Now streaming on Prime Video—and released in tandem with Lopez’s new album, This Is Me… Now—this new 65-minute special isn’t so much a movie as it is a visual album. Directed by Dave Meyers, and written by Lopez and Matt Walton, This Is Me… Now: A Love Story is sort of like Beyoncé’s Lemonade, but a heck of a lot more campy. At it’s core, it’s a tribute to Lopez and Affleck’s once-in-a-lifetime love story, following Lopez’s emotional journey after the infamous Bennifer break-up in 2004. Lopez cheerfully pokes fun at her many relationships and marriages that followed. Ultimately, her character in This Is Me… Now: A Love Story must find herself before she is able to find her way back to her one true love, aka Ben Affleck.

Though he’s never mentioned by name, and though you never see his face, Affleck is clearly the man driving the motorcycle at the beginning of the film, representing the guy that Lopez’s character was truly in love with… until his motorcycle crashes and burns. (Just like the relationship! Get it?) But you do see Affleck’s face when he appears as a different character: Rex Stone, the absolutely ridiculous host of the fictional cable news segment, “The Truth Report.”

Ben Affleck as Rex Stone in This Is Me Now
Photo: Prime Video

Viewers may not recognize Affleck right away, given that he’s wearing a long, blonde wig, a fake nose, prosthetic wrinkles, bright white veneers, and speaks in a rough Southern drawl. But trust me, that’s Affleck. Rex first appears before the first music video, berating his viewers on the lost art of loving people. “All we do is slap sexy graphics and theme songs on videos of people being assholes to one and other,” Affleck rants to the camera, while a sensationalist graphic asks if true love is real. “We have no love for each other! We have no love for ourselves!”

It’s hard to take him seriously when he looks like a cross between an aging ’70s pop star and Donald Trump, but he does have a point.

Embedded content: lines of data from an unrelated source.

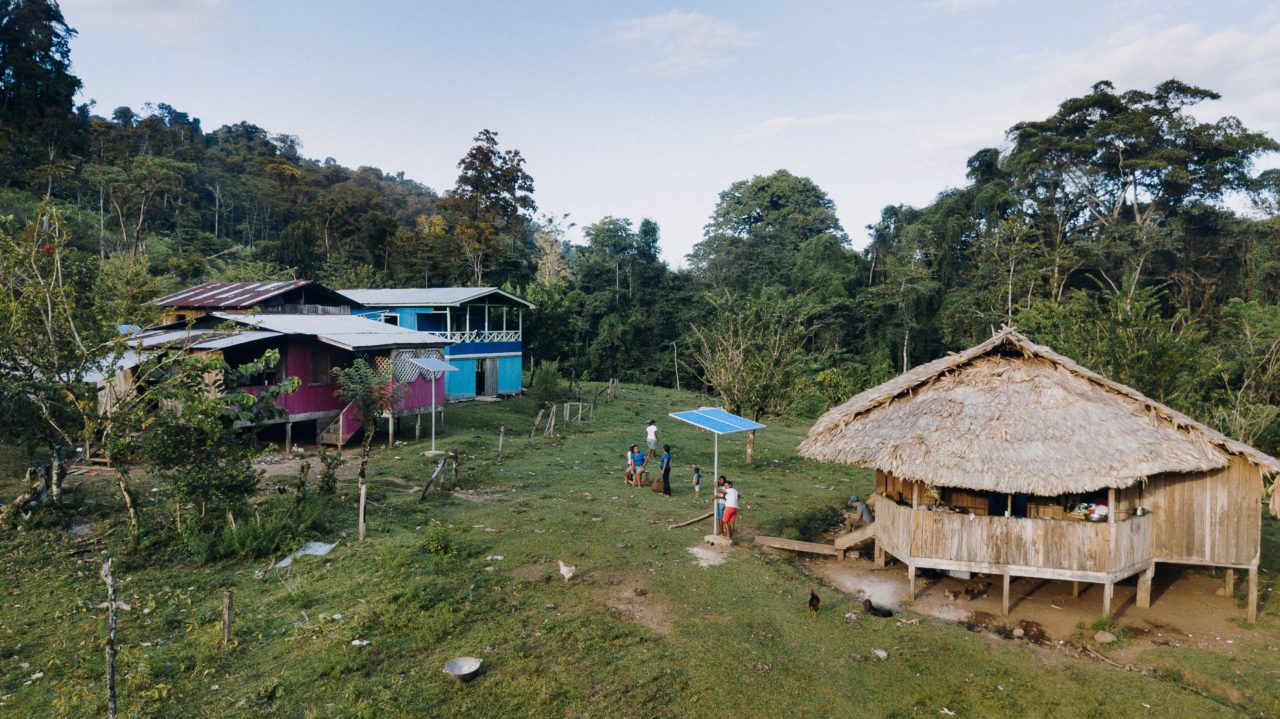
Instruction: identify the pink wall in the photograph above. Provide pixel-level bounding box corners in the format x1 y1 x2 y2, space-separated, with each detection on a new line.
396 375 444 412
246 343 444 415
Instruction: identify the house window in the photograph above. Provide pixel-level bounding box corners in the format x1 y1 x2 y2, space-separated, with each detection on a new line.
311 349 333 385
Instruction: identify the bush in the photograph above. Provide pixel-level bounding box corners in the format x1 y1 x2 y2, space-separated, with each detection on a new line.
182 502 326 564
529 362 568 404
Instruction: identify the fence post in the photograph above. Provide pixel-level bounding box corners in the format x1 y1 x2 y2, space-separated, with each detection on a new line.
223 587 232 649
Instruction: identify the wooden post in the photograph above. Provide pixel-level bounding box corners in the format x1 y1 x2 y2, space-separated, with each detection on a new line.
1248 560 1258 624
358 481 369 541
1137 562 1156 609
223 587 232 649
1000 569 1010 617
529 409 547 444
101 559 115 719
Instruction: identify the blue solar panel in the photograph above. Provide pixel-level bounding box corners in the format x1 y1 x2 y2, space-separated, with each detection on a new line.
671 407 764 435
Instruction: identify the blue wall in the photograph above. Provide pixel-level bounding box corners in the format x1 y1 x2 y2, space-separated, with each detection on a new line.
352 307 525 399
498 357 524 394
444 360 476 399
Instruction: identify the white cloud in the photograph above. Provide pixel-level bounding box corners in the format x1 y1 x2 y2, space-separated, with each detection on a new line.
739 113 888 139
61 0 232 46
600 10 762 74
929 0 996 15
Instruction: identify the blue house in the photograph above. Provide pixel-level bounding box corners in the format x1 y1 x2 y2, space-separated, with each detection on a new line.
340 287 534 399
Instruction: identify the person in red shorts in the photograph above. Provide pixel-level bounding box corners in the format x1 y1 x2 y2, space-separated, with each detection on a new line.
721 480 737 541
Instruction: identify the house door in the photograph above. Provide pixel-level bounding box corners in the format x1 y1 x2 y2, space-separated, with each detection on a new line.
484 360 498 397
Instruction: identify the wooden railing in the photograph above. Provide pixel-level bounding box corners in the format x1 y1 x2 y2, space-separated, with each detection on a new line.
876 498 1151 572
436 330 520 344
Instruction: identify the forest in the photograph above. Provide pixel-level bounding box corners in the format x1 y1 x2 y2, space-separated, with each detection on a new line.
0 0 1280 454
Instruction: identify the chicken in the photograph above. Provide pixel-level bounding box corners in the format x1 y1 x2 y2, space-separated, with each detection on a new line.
863 599 893 619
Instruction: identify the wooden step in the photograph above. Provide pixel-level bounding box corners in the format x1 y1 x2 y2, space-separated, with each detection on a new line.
755 536 845 557
835 522 876 549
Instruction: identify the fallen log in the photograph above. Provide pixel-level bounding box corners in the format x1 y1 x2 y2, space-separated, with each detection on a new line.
667 512 712 530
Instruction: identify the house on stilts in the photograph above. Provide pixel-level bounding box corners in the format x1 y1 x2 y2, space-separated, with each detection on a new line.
142 280 452 452
799 328 1280 622
340 287 534 400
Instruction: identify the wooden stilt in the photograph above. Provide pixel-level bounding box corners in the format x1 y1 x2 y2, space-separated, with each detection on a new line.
1248 564 1258 624
1000 572 1010 617
1138 562 1156 609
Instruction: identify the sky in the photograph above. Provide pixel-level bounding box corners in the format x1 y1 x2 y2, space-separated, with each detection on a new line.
60 0 1280 266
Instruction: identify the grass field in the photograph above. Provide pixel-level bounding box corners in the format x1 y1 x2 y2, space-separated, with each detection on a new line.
0 386 1280 719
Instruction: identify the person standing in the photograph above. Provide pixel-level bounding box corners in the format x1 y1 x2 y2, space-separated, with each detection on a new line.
723 480 737 541
658 444 671 496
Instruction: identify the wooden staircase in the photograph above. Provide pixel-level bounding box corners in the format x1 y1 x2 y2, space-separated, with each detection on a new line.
316 404 360 449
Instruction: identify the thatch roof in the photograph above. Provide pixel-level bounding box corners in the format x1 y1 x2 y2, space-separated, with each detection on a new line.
799 328 1280 501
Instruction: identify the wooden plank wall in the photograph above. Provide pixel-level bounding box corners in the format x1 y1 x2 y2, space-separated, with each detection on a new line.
1143 457 1262 565
911 512 1111 572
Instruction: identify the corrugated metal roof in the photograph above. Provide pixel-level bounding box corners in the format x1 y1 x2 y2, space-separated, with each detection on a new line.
155 280 311 307
214 312 453 349
338 287 534 310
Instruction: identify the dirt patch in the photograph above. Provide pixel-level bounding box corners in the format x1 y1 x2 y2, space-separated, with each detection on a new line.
797 550 1249 656
687 544 728 567
453 489 503 503
511 562 559 583
595 580 672 635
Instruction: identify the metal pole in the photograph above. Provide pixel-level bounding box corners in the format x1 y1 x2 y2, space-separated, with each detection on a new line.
712 432 719 536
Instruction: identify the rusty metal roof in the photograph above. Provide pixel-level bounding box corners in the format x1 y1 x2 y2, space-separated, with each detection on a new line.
155 280 312 308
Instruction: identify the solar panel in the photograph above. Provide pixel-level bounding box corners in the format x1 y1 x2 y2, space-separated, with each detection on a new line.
671 407 764 435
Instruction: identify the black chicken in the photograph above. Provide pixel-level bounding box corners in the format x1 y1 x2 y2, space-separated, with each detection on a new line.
863 599 893 619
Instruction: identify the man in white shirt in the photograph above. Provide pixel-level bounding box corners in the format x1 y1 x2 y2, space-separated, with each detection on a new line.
721 480 737 541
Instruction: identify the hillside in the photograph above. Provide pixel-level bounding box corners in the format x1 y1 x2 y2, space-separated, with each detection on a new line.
0 385 1280 718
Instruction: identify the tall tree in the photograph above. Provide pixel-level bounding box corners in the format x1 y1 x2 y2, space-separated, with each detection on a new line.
440 129 538 287
0 0 86 189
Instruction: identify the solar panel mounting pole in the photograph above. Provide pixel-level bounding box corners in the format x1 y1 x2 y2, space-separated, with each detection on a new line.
712 432 719 536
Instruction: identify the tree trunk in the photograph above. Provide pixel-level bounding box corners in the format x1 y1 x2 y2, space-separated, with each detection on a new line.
357 425 374 541
115 467 141 535
101 559 115 719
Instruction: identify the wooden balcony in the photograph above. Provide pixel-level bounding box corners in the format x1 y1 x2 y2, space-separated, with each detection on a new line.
876 498 1152 583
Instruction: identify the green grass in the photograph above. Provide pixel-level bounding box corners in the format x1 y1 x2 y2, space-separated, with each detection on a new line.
0 386 1280 718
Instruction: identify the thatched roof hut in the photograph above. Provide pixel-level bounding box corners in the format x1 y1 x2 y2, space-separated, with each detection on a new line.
799 328 1280 620
799 328 1280 506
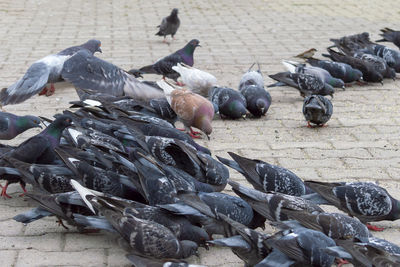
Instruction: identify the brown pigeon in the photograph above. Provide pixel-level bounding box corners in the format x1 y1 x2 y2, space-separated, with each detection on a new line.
157 80 214 138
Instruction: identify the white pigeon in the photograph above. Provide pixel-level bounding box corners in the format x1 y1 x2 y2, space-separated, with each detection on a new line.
172 63 217 97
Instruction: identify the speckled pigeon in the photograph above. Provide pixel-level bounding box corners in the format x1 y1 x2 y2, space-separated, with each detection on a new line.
229 181 323 222
157 81 214 138
303 95 333 128
307 58 362 83
0 112 42 140
210 87 247 119
140 39 200 80
156 8 181 42
217 152 307 196
172 63 217 97
0 40 101 106
376 27 400 48
0 115 72 197
267 72 335 97
61 50 164 101
305 181 400 231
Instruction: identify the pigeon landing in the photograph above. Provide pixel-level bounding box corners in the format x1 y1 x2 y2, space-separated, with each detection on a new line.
135 39 200 80
0 112 42 140
0 40 101 106
303 95 333 128
156 8 181 43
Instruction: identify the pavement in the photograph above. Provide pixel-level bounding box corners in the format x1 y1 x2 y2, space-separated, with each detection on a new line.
0 0 400 266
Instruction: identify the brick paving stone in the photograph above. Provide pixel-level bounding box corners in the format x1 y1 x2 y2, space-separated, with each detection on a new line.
0 0 400 266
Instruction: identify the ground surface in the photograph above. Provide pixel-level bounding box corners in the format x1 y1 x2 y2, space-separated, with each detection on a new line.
0 0 400 266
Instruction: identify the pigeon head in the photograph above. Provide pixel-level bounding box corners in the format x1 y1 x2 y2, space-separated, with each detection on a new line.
16 115 42 129
180 240 198 258
82 39 102 54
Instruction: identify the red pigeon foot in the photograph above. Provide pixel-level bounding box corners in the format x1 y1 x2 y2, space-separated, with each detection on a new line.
367 223 385 232
0 182 11 198
336 259 350 267
39 86 49 95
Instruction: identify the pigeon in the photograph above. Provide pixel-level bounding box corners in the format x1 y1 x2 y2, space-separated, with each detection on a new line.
255 227 336 267
0 112 42 140
71 180 198 259
139 39 200 80
229 181 323 222
305 181 400 231
307 58 363 83
303 95 333 128
172 63 217 97
157 80 214 138
281 210 370 242
61 50 164 101
325 239 400 267
217 152 307 196
267 72 335 97
210 87 247 119
0 115 72 198
295 48 318 59
282 60 345 89
376 28 400 48
156 8 181 43
0 40 101 106
239 63 264 91
323 48 383 83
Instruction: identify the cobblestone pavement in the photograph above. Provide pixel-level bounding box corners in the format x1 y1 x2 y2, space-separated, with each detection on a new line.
0 0 400 266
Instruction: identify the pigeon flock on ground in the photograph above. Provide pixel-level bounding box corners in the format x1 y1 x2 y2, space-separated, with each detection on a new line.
0 6 400 267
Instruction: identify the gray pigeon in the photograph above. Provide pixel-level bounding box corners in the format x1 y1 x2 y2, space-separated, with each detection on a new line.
0 112 42 140
305 181 400 231
303 95 333 128
0 40 101 106
61 50 164 101
156 8 181 42
210 87 247 119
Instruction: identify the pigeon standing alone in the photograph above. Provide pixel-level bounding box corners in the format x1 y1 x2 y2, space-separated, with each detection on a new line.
137 39 200 80
0 39 101 106
156 8 181 43
303 95 333 128
0 112 42 140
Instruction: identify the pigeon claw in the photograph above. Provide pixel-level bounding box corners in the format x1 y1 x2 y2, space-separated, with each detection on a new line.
367 223 385 232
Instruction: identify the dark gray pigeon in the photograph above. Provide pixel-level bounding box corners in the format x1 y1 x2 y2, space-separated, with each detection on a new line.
0 112 42 140
61 50 164 101
307 58 363 83
0 40 101 106
267 72 335 97
303 95 333 128
156 8 181 42
305 181 400 231
139 39 200 81
376 27 400 48
210 87 247 119
217 152 306 196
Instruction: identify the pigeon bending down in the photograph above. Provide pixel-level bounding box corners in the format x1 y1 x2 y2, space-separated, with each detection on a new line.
155 8 181 43
157 80 214 138
0 40 101 106
305 181 400 231
134 39 200 81
0 112 42 140
210 87 247 119
0 115 72 197
172 63 217 97
61 50 164 101
268 72 335 97
303 95 333 128
376 28 400 48
217 152 307 196
307 58 363 83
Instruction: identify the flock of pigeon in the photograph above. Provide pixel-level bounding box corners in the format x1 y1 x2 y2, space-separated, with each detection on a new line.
0 6 400 267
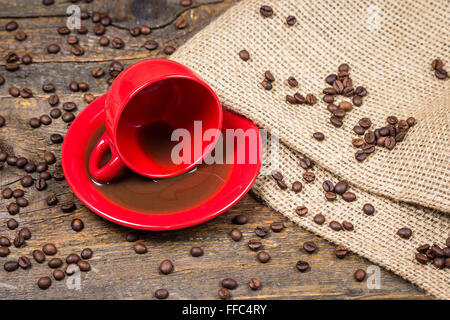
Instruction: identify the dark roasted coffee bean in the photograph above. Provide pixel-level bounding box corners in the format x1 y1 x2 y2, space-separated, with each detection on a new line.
32 250 45 263
220 278 238 290
66 253 81 264
0 247 11 258
3 261 19 272
313 132 325 141
155 288 169 300
47 43 61 54
159 259 174 274
248 239 263 251
7 202 20 216
342 191 356 202
190 247 203 257
42 243 58 256
292 181 303 193
34 178 47 191
53 269 66 281
334 246 348 259
81 248 94 260
37 277 52 290
325 192 337 201
295 206 308 217
13 234 25 248
363 203 375 216
111 38 125 49
353 269 366 282
295 260 310 272
286 16 297 26
144 40 159 51
259 6 273 18
50 133 63 144
334 181 348 195
133 242 147 254
70 219 84 232
231 214 248 225
303 171 316 183
303 241 317 253
217 288 231 300
0 236 11 247
397 228 412 239
6 218 19 230
230 229 242 241
77 260 91 272
248 278 261 290
255 227 267 238
330 221 342 231
330 116 344 128
256 251 271 263
270 222 285 232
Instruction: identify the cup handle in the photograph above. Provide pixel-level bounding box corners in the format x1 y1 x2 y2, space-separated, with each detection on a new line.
89 132 125 182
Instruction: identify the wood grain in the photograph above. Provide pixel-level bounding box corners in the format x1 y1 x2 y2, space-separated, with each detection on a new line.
0 0 429 299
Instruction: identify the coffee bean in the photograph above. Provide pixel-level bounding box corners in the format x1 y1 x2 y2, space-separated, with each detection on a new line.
255 227 267 238
248 239 263 251
144 40 159 51
220 278 238 290
7 202 20 216
256 251 271 263
133 242 147 254
159 260 174 274
111 38 125 49
295 206 308 217
155 289 169 300
42 243 58 256
330 116 344 128
334 246 348 259
47 43 61 54
397 228 412 239
334 181 348 195
230 229 242 241
231 214 248 225
13 234 25 248
77 260 91 272
48 94 59 107
71 219 84 232
3 261 19 272
34 178 47 191
330 221 342 231
292 181 303 193
239 50 250 61
322 180 334 192
48 258 63 269
6 218 19 230
217 288 231 300
295 260 310 272
303 241 317 253
270 222 285 232
325 192 337 201
190 247 203 257
259 6 273 18
313 132 325 141
66 253 81 264
50 133 64 144
303 171 316 183
353 269 366 282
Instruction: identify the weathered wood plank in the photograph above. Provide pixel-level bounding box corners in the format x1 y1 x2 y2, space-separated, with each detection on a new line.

Ben Affleck as Rex Stone the news anchor in This Is Me Now movie
Photo: Amazon Prime

Those veneers will haunt my nightmares.

Rex shows up again soon after, before the “Rebound” music video, with more grips about the state of love in today’s society. “In 2012, the No. 1 question people asked was, ‘What is love?'” Affleck tells his fake audience. “As of today, the top 10 questions are: What should I watch? Where my refund? How you like me now? Why women kill? Will I get laid? Is Europe a country? How I screenshot a Mac? Am I pregerant? And why my poop green?”

Who wrote Rex Stone’s script, and why do I feel like it may have been Affleck himself? He’s having a little bit too much fun with these lines.

Unfortunately, save for a brief appearance around the movie’s halfway mark, that’s the last we see of Rex Stone until the end of the movie. But be sure to stick around for the mid-credits scene, which features one last bit of love advice from “ol’ Rexy.”

“Loving yourself means never having to say, ‘I’m lonely,'” Affleck tells the camera sagely. “It means ol’ Rexy can go down to the lobby bar, order the oysters and a club soda, and go to bed smiling. Even though the waitress was mean as a diabetic honey-badger. Because only you can let the love in your heart die. And you should never let it die.”

Ben Affleck as Rex Stone in This Is Me Now
Photo: Amazon Studios

I mean… wow. Just wow. What more is there to say after that?